Двое, что стояли на мокром после дождя тротуаре, разорвали поцелуй, не глядя друг на друга. Невообразимо необъяснимое состояние, когда не чувствуешь ничего, не думаешь ни о чём, словно разум утрачен безвозвратно. И вряд ли от безграничного счастья. Скорее, от сомнений в том, что нужно делать дальше.
Это всего лишь движение. Ведь можно бесцельно мерить шагами комнату, пылесосить под музыку или рыться в ящиках письменного стола в поисках клочка бумаги с записанным на нём очень важным номером телефона или адресом электронной почты. В темноте слишком сложно разобрать, поэтому очень легко обмануться, принять кое-что не слишком желаемое за абсолютно действительное. Мэтт вздохнул прерывисто. Смысла в том, чтобы продолжать подозревать, шпионить или сомневаться, кажется, не было. Воктер должен был бы с лёгкостью убедить себя в том, что пора вернуться к двери и попытаться намекнуть о своём существовании ещё раз. Шагнув назад, не в силах отвести взгляда от тонкой тёмной полоски, предоставляющей широкий спектр возможностей для наблюдения, для такого незаконного вторжения в личную жизнь и попыток разобраться в происходящем. Вязкие сумерки проникли в дом через замочную скважину и узкие щели между стеклом и деревом оконных рам, создав обманчиво-насмешливую атмосферу тайны, которой могло и вовсе не существовать. Мэтт покачал головой, надеясь, что с июньским солнцем его странная болезнь, разделённая теперь на четверых, точнее, навязанная четверым, оставит его, даст возможность вздохнуть свободно и прожить это лето, наслаждаясь каждым днём. Что-то творилось в мире, или же в его собственной душе, если ощущение бесцветности, монохромности разъедало его, подобно щёлочи, смешивая с майской осенней слякотью.

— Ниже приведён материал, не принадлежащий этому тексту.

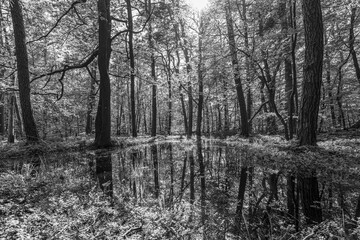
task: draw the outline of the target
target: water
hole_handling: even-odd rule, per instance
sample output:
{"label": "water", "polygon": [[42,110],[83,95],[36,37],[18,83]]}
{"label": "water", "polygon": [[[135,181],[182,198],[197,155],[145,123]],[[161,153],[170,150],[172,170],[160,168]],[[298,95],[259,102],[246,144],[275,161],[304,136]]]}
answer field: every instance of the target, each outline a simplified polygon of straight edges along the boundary
{"label": "water", "polygon": [[[319,200],[310,203],[310,214],[324,220],[316,226],[317,234],[346,237],[354,232],[355,213],[360,214],[358,158],[324,148],[311,152],[256,144],[183,141],[57,154],[28,159],[22,167],[14,162],[14,174],[20,171],[33,179],[30,188],[45,182],[43,194],[55,198],[39,199],[43,202],[64,191],[76,196],[80,191],[81,199],[92,199],[87,193],[94,193],[95,180],[111,197],[112,208],[126,209],[119,210],[121,221],[104,224],[117,222],[124,230],[121,235],[129,238],[303,239],[312,224],[303,203],[315,195]],[[20,183],[27,194],[27,182]],[[87,209],[82,203],[77,203],[79,211]]]}
{"label": "water", "polygon": [[[263,158],[244,146],[163,143],[98,153],[96,173],[107,194],[149,211],[160,209],[157,214],[172,215],[170,220],[183,222],[185,229],[193,231],[191,235],[290,237],[305,222],[311,223],[302,215],[298,180],[311,178],[297,178],[296,166]],[[318,171],[315,178],[319,179],[319,213],[324,220],[336,222],[347,211],[350,219],[357,204],[355,186],[343,188],[334,179],[345,183],[346,176],[329,171]],[[316,206],[312,210],[317,211]],[[171,229],[173,223],[165,224]],[[179,227],[179,223],[173,225]]]}

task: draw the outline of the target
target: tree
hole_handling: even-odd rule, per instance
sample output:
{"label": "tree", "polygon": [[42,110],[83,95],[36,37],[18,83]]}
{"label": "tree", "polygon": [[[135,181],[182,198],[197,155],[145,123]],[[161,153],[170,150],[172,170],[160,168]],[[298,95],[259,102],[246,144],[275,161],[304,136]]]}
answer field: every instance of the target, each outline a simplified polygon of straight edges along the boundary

Прислонившись спиной к двери, чувствуя прохладу дерева и надёжную безнадёжность вечера, Воктер прикрыл на миг глаза, неожиданно ощутив близость воспоминаний.
Это было их с Джаредом время, та ночь после столь неожиданной встречи в студии и последующем очаровании пустых вагонов метро. И трещина на потолке не в силах была испортить вечер. Воктер улыбнулся. Он мог бы с лёгкостью забраться на старую, приобретённую на строительном рынке стремянку с отвёрткой и молотком и пробить целую дыру, не обращая внимания на снежные хлопья извёстки и серую дымку растёртого в пыль бетона. В жизни на последнем этаже есть и свои преимущества. Доступ к небу. Отсутствие каких-либо преград, возможность в любой день и любой час взглянуть на звёзды. Джей не мог бы понять, что трещина на потолке – лишь начало чего-то большего. Уродливый излом, который при желании мог бы стать окном в мир, где нет запретов или глупых ограничений. Тогда, наверняка, всё закончилось бы гораздо раньше и легче. Отсутствие правил – шанс подняться чуть выше в собственных глазах, оставив роль неудачника за пределами собственной маленькой реальности, получить персональный кусочек счастья в свободное пользование.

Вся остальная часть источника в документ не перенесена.